Les mercenaires catalans, aragonais et navarrais originaires des Pyrénées et surnommés Almogavars (fin XIIIe siècle) avaient également des troupes de dardiers. On peut aussi supposer, selon ce que l’on sait du combat à cheval du Haut Moyen Âge, que les cavaliers vascons utilisés au VIIIème siècle par les princes d’Aquitaine, en particulier Waïfre ou Gaïfier (745-768), lançaient des javelots depuis leurs chevaux. C’était en tout cas la pratique du roi breton Murman décrite par l’écrivain aquitain (des Charentes) Ermold le Noir face aux Francs de l’empereur Louis le Pieux en 818. Lui et ses guerriers lançaient leurs javelots du haut de leurs chevaux et ils pouvaient se réapprovisionner en prenant de nouveaux javelots emmenés sur des charrettes (« J’ai mille voitures pleines d’armes de jet toutes prêtes »).

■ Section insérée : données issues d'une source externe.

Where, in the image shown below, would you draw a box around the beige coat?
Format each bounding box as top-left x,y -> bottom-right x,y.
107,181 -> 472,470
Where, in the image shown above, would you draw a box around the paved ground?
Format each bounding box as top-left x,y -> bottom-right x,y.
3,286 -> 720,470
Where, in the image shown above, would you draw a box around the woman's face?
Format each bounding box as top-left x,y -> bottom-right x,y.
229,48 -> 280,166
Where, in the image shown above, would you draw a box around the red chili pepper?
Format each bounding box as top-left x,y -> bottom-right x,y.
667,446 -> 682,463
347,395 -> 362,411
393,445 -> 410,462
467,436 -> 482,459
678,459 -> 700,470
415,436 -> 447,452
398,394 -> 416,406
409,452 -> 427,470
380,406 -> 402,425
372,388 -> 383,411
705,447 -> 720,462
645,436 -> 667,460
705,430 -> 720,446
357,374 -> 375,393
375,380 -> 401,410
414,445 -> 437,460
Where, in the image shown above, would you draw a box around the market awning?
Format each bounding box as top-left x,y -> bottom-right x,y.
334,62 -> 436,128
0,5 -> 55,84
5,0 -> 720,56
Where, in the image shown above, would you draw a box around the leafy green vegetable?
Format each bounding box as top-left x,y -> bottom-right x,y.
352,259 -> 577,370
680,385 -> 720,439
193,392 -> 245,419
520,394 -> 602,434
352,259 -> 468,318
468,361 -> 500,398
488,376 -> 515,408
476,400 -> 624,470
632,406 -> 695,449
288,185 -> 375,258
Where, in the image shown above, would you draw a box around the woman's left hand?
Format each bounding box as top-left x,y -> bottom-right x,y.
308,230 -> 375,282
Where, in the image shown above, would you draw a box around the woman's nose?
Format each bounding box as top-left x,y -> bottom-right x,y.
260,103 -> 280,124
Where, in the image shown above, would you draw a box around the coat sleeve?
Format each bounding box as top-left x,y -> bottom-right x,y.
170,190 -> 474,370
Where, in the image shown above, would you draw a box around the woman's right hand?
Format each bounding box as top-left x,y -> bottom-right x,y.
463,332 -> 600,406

On peut constater ici que cette tradition militaire ne fut pas limitée aux seuls Gascons et Basques. D’ailleurs l’auteur normand et gallois Giraud de Barri (alias Gerald of Wales en anglais) soulignait en 1188 dans sa Topographie de l’Irlande que «[les Irlandais] sont armés avec trois sortes d’armes : tout d’abord des lances courtes et deux dards, et ils suivent en cela les coutumes des Basques (Basclenses) ». Il avançait d’ailleurs que les Basques avaient une origine irlandaise, ce qui bien entendu n’a pas de fondements. Après le XIIIème siècle, je suis tombé sur un témoignage du XVIème ou du XVIIème siècle indiquant que les Basques portaient constamment avec eux des javelots et qu’ils ne les déposaient que lorsqu'ils allaient à la messe, sur le porche de l’église, ce qui donnait un spectacle assez surprenant pour les visiteurs étrangers. Mais je n’arrive pas à retrouver cette source pour le moment. Quant aux Gascons, ils semblent avoir délaissé à cette époque cette arme au profit de l’arbalète. Pourtant un dictionnaire espagnol datant de 1611 (Tesoro de la lengua castellana o española de Sebastián de Covarrubias) garde le souvenir de l'utilisation du javelot par les Gascons puisque l'on trouve au mot "hazcona" : « Lancette peu différente du dard. […] elle est dite quasi gasconne car elle est l’arme des Gascons » (Lancilla poco diferente del dardo. […] se dijo así cuasi gascona, por ser arma de los gascones).